The latest poll, released by the Helen Clark Foundation and the New Zealand Drug Foundation, found that 48 percent of its 1128 participants - aged 18 and over - are in favour of cannabis legalisation, while 43 percent are opposed. 

Speaking to The AM Show on Wednesday, NZ Drug Foundation chief executive Ross Bell said there is still a large number of undecided voters - and ultimately, the outcome of the referendum will fall in their hands. 

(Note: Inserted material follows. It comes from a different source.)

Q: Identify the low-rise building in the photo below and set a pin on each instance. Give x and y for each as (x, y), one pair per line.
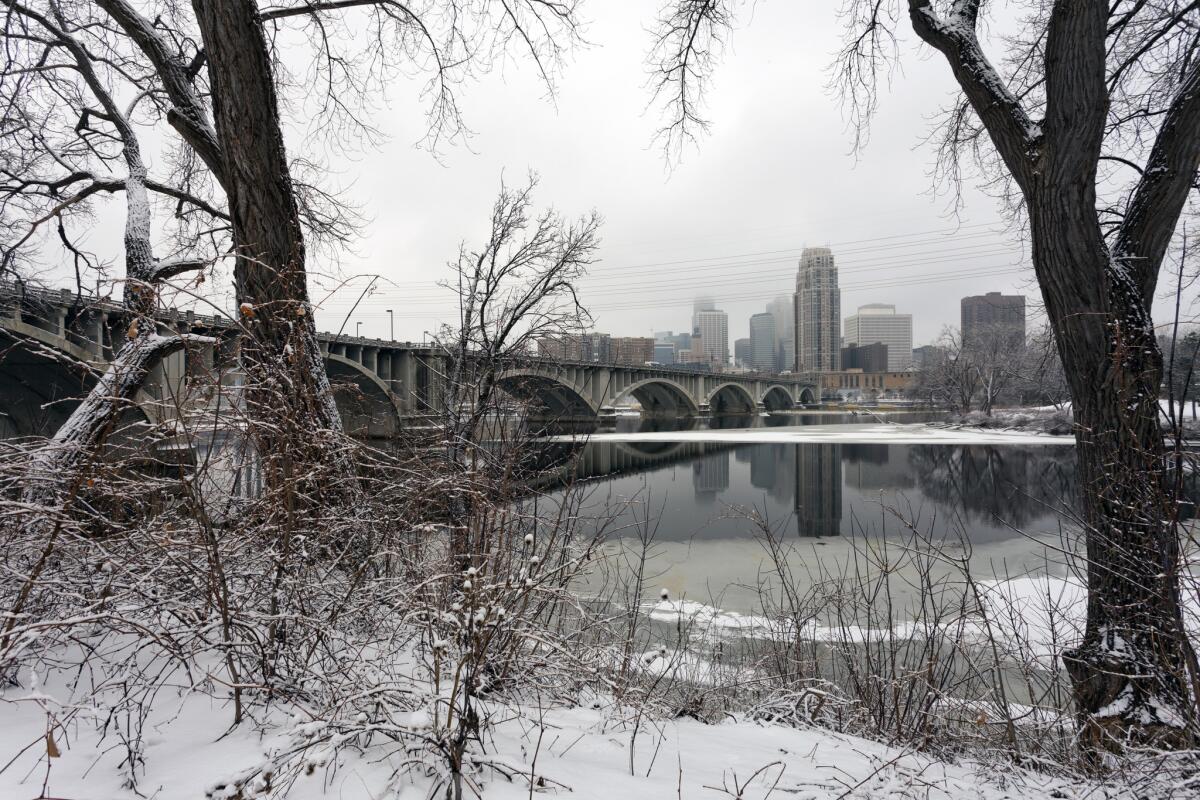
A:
(858, 385)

Come September, voters will be asked this question: Do you support the Cannabis Legalisation and Control Bill? It's fairly straightforward - but as noted by The AM Show host Duncan Garner, it's easy to assume that a significant number of Kiwis will not read the Bill before attending a voting station.

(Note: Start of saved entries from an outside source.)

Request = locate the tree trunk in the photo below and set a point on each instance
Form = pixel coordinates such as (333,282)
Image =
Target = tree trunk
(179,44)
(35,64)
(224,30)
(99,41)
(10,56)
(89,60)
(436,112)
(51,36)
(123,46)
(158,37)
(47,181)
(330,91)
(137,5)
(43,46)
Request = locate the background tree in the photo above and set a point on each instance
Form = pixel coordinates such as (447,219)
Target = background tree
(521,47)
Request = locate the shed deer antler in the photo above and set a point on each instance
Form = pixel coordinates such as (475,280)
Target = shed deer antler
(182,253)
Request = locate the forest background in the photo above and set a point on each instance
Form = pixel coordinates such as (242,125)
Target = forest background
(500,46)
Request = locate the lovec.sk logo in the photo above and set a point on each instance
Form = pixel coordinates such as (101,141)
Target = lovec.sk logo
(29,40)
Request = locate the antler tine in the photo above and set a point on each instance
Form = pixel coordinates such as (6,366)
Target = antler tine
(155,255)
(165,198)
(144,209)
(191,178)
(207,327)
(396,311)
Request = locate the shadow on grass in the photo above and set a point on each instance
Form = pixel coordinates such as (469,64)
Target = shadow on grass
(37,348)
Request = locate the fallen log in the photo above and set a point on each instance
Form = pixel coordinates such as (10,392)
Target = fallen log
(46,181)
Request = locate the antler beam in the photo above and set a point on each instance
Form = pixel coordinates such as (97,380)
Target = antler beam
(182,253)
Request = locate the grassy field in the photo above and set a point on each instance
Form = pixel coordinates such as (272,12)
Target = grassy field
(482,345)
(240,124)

Bell says the lack of public information is problematic leading up to the referendum, but noted that more educational and informative material is becoming available. On Tuesday, the Prime Minister's chief science advisor, Juliet Gerrard, released a report examining the evidence of health-related and social harm that could be caused by cannabis legalisation.

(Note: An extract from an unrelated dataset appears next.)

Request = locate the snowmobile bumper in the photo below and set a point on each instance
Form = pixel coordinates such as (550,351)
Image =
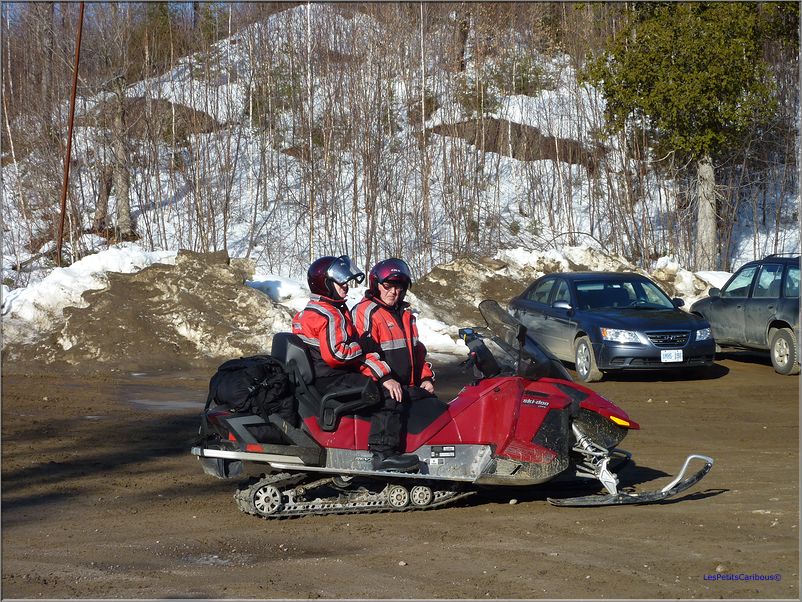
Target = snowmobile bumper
(676,486)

Bell says it's crucial that undecided voters take the time to read the proposed legislation and these additional reports to make an informed decision.

"Once those undecided voters learn about what's in the Bill - a lot of people at the moment think legalisation in some kind of free-for-all - [but] once they learn about the really strong controls that have been put into the Bill, they are more likely to support a law change."

Benefits of cannabis legalisation

Although Bell acknowledges there are "no health benefits" associated with smoking cannabis - "the safest drug use, we say, is no drug use at all" - he argues that legal regulation will reduce harm associated with young people and drug use. 

For one, the Bill has proposed that a person must be 20 or older to possess or purchase marijuana, making it illegal for the teen demographic to use the drug. 

If anyone under 20 is caught with cannabis, they may face a fine or will be ordered to complete a drug education programme. A key element of the Bill - to reduce cannabis-related harm to people and communities - includes making sure the response to any breach of the law is fair. 

The Bill also intends to eliminate the illegal supply of cannabis and improve access to health and social services for families and whānau.

The legislation also proposes that tax on cannabis will be redistributed into harm reduction, health and drug education programmes - a benefit that will positively impact struggling youth.

"If we're worried about young New Zealanders, we're going to have a much better chance at reducing that harm under legal regulation... there's essentially a decriminalisation element built into the Bill.

"There's proper interventions built into the law that are going to protect young New Zealanders. Right now, what protections do we [have] in place? We simply leave it in the hands of organised crime to control cannabis."

Other restrictions in the proposed legislation include a ban on all marketing and advertising of cannabis products - limiting its public visibility - and strict controls on marijuana quality and potency.

As outlined in Tuesday's report, Canada - which legalised cannabis less than two years ago - has seen the most significant increase in usage in the 65 and over age bracket. There was a slight rise in adult consumption following its legalisation, however youth consumption saw no increase - with cannabis use in teens aged 15 to 17 decreasing by more than 50 percent.

Data from Canada also shows that roughly 50 percent of cannabis users are buying from the legal market. 

"I'm not going to tell you legislation is 100 percent perfect," Bell said. "But it's so much better than what we currently have."

The Cannabis Legalisation and Control Bill

According to the referendum's official Government website, the Bill sets out a way for the Government to control and regulate cannabis. It proposes rules for growing, selling, buying and consuming cannabis.

The Bill's main purpose is to reduce cannabis-related harm to individuals, families/whānau and communities.

If cannabis is legalised, New Zealanders aged 20 or over would be able to:

  • buy cannabis, but only from businesses with a licence to sell cannabis
  • enter licensed premises where cannabis is sold or consumed
  • consume cannabis at a home or at licensed premises
  • purchase up to 14 grams of dried cannabis (or its equivalent) per day
  • share up to 14 grams of dried cannabis (or its equivalent) with another person aged 20 or over.

Medicinal cannabis and hemp will not be affected by the outcome of the referendum. Medicinal use of cannabis will still be permitted if prescribed by a doctor, and hemp will still be legal.